Winemakers in Sonoma County explain the chemistry of wine.

DRY CREEK VALLEY, Calif. (KGO) -- For vines, it is the season for a well-earned rest after the harvest, for winemakers, not so much.

"When you farm, you make a deal with God, whatever is handed down, there is no appeal," said Bill Williamson, a grower, and winemaker in Sonoma County's Dry Creek Valley.

This is a place where the instruments have extremely discriminating palates.

"We need to know the chemistry of the wine to understand it", explained Eglantine Chauffour, who speaks with a French accent homegrown in Provence. "We look at sugar, juice, alcohol, acidity, PH, color intensity." Every vintage is unique, this year, even more so.

First came the rain, then a late heat wave, and then the North Bay Fires. They hit late in the harvest season, actually burned some vineyards, and left others sitting beneath heavy blankets of smoke.

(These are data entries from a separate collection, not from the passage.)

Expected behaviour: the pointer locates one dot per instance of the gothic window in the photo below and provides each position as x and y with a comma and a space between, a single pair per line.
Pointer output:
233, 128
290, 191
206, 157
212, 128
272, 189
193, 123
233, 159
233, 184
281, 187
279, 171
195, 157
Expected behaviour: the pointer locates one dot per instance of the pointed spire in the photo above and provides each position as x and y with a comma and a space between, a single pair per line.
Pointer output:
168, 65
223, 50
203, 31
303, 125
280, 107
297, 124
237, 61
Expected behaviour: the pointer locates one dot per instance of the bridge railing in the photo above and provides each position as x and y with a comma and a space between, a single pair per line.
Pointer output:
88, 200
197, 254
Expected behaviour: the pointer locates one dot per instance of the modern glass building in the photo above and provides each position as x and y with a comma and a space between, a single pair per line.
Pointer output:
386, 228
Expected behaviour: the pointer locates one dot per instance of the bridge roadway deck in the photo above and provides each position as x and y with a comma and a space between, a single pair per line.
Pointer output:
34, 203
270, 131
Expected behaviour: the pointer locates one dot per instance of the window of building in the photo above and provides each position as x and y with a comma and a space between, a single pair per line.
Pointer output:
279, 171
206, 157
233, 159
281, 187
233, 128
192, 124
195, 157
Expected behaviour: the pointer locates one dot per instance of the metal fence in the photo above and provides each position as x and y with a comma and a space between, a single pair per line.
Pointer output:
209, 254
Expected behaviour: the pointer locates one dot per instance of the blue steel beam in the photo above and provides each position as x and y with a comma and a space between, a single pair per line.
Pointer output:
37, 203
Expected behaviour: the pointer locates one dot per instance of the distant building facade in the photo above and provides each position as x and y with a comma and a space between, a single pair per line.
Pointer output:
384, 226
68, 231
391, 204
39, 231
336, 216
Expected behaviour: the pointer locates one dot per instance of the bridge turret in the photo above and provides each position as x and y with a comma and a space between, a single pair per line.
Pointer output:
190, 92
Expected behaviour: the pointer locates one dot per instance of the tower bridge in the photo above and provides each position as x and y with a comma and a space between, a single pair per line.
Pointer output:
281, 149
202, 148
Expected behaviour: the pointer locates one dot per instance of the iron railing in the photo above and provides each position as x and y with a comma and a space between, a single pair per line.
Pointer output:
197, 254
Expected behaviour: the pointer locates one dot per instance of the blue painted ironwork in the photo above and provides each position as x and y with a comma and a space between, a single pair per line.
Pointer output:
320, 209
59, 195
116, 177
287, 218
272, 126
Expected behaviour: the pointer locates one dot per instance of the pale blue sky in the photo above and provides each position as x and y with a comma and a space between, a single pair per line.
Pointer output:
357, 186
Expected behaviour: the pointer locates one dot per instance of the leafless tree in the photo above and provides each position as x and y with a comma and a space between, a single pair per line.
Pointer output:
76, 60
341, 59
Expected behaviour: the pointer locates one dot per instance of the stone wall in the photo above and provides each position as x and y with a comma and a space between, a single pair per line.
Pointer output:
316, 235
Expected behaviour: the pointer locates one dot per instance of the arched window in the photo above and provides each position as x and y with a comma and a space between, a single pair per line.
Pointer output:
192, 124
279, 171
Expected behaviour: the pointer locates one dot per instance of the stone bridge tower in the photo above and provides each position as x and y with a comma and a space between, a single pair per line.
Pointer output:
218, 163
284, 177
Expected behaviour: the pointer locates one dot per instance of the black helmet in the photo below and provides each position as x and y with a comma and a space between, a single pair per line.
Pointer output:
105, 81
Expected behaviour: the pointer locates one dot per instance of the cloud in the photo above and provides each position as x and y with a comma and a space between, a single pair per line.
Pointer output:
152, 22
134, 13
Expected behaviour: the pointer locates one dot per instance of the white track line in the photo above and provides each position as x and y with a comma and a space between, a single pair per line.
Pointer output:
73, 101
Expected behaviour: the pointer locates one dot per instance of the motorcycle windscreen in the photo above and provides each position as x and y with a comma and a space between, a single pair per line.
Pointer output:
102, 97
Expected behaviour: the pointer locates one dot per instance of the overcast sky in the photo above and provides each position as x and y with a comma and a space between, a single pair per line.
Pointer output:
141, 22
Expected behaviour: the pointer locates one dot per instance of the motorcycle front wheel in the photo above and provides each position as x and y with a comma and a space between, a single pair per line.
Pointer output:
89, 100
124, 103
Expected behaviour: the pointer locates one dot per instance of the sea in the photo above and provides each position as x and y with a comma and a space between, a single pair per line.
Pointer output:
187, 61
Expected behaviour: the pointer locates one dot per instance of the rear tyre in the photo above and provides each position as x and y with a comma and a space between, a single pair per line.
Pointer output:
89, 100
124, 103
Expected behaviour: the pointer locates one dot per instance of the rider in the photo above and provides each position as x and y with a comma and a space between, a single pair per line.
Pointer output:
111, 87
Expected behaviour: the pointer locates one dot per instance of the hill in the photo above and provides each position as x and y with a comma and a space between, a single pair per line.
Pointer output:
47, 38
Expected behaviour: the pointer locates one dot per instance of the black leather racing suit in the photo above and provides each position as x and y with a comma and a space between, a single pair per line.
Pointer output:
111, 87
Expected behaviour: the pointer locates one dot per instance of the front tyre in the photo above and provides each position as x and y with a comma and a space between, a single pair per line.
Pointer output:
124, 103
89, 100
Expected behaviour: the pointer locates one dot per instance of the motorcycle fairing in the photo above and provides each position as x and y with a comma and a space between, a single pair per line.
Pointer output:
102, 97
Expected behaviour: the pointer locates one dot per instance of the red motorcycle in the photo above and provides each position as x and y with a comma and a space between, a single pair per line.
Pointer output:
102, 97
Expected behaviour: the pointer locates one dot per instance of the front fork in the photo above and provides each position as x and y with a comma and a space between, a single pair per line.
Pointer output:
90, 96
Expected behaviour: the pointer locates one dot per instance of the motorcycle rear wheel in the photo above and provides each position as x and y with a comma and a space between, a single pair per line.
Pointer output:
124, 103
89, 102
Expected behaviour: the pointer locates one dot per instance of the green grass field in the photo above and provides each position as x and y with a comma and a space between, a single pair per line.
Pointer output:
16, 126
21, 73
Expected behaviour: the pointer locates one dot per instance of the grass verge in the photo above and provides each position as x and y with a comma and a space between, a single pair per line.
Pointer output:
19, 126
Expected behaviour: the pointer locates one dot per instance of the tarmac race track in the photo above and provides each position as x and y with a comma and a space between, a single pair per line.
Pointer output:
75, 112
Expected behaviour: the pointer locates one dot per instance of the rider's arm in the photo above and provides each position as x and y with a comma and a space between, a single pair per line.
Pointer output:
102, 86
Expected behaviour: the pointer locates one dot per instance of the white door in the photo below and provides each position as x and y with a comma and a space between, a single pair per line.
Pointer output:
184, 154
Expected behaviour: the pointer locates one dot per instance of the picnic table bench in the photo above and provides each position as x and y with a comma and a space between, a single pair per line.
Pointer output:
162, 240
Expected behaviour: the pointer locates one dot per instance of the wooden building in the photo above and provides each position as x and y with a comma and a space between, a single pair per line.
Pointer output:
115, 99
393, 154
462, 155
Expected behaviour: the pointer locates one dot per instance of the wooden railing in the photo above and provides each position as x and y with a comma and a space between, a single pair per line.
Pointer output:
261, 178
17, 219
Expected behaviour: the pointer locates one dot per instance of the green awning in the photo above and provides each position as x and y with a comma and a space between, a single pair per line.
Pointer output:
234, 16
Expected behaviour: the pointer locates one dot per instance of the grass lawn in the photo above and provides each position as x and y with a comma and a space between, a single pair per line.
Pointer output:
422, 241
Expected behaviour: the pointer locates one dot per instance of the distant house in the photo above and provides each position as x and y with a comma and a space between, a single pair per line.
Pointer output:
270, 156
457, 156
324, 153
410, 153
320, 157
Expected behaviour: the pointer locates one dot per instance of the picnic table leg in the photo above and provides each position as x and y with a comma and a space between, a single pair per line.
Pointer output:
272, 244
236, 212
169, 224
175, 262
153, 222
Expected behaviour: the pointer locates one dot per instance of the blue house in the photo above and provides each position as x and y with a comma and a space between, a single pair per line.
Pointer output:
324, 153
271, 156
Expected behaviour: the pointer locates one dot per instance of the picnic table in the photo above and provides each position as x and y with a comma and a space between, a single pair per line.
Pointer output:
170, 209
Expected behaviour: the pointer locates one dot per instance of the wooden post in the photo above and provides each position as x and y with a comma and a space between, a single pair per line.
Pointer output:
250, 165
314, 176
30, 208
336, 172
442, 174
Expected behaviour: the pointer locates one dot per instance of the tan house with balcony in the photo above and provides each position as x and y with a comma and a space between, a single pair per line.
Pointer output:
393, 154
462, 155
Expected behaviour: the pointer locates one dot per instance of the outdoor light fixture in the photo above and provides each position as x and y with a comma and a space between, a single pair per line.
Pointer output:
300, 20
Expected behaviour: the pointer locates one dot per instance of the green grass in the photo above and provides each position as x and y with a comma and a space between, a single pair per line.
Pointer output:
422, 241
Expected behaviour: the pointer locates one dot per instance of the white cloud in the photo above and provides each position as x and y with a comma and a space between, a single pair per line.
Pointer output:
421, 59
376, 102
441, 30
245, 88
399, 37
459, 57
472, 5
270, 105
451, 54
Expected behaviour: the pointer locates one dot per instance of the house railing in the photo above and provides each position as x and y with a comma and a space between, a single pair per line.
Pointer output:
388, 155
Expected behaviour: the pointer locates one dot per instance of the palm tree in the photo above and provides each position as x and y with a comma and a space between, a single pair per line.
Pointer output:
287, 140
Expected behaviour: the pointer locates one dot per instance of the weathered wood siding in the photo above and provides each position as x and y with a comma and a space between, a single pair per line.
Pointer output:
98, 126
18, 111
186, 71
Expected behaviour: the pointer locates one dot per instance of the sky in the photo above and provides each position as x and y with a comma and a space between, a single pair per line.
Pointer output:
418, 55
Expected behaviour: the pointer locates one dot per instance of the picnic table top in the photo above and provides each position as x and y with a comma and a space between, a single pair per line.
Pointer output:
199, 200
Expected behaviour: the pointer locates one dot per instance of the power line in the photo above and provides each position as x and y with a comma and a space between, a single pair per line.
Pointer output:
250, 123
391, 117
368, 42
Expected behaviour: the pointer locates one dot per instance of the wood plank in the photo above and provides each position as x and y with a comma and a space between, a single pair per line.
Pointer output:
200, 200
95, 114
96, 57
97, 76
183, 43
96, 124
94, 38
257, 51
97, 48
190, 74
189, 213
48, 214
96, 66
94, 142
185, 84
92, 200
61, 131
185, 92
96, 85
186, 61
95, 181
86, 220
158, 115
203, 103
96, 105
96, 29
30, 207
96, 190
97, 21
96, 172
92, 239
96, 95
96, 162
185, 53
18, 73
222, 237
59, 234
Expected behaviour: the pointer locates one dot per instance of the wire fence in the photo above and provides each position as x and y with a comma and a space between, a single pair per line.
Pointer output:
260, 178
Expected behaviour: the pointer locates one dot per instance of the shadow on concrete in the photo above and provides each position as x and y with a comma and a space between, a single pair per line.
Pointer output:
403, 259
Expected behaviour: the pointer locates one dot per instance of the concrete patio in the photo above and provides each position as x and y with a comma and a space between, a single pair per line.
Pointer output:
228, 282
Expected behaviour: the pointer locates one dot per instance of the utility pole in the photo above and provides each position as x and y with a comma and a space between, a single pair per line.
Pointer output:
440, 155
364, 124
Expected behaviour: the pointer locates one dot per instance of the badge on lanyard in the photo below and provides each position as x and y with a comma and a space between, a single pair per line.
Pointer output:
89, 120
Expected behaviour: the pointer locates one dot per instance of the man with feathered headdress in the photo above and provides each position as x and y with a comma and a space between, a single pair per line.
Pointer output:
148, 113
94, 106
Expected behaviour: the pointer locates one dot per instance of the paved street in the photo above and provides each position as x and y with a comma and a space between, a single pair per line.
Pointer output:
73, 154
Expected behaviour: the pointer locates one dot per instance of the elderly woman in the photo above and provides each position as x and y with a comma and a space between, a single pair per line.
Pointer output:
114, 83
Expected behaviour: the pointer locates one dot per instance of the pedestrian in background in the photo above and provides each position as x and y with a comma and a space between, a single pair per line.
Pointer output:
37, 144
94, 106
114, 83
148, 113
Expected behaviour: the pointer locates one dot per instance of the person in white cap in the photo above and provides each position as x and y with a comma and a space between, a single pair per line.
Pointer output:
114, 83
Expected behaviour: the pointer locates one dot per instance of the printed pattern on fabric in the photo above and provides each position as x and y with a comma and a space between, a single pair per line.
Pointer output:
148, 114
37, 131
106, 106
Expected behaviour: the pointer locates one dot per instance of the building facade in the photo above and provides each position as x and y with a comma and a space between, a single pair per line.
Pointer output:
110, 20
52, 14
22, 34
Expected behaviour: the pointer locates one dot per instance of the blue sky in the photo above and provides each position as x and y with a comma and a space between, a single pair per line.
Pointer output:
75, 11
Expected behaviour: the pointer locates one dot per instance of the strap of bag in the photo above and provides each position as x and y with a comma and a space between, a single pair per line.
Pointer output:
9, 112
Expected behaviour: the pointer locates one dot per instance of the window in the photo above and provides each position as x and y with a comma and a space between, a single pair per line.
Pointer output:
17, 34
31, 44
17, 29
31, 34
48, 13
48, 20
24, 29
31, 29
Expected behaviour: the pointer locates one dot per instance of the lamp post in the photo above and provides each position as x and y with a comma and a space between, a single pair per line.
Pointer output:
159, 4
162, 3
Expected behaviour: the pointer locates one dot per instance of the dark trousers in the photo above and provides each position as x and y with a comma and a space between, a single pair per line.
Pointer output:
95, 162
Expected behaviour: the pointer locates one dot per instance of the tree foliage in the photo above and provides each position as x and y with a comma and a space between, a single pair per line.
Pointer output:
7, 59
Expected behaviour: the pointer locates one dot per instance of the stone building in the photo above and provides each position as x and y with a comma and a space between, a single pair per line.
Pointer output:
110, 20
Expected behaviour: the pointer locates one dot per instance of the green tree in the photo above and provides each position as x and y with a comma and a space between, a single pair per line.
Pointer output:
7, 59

"We worried about smoke taint. In two or three years it could taste like bacon, or an ashtray, or smokey," said Bill Williamson a winegrower in the Dry Creek Valley, where smoke taint is insidious.

Even an expert cannot taste it until too late in production. But, Vinquiry's instruments could.

Eglantine Chauffour and her team examined countless samples, with better-than-expected results. "The impact of the smoke is not as strong as we expected, but there are ways to deal with it and make it not smoky."

The methods are tried, true, polysyllabic, and for anyone who isn't a wine snob, their details would probably qualify as too much information.

"So we used a process called 'flash détente', said Williamson.

Maybe, in a few years, he'll impress you with that in his tasting rooms. For now, however, if you're a wine lover, take a deep breath. The 2017 wine season will survive its trial by fire.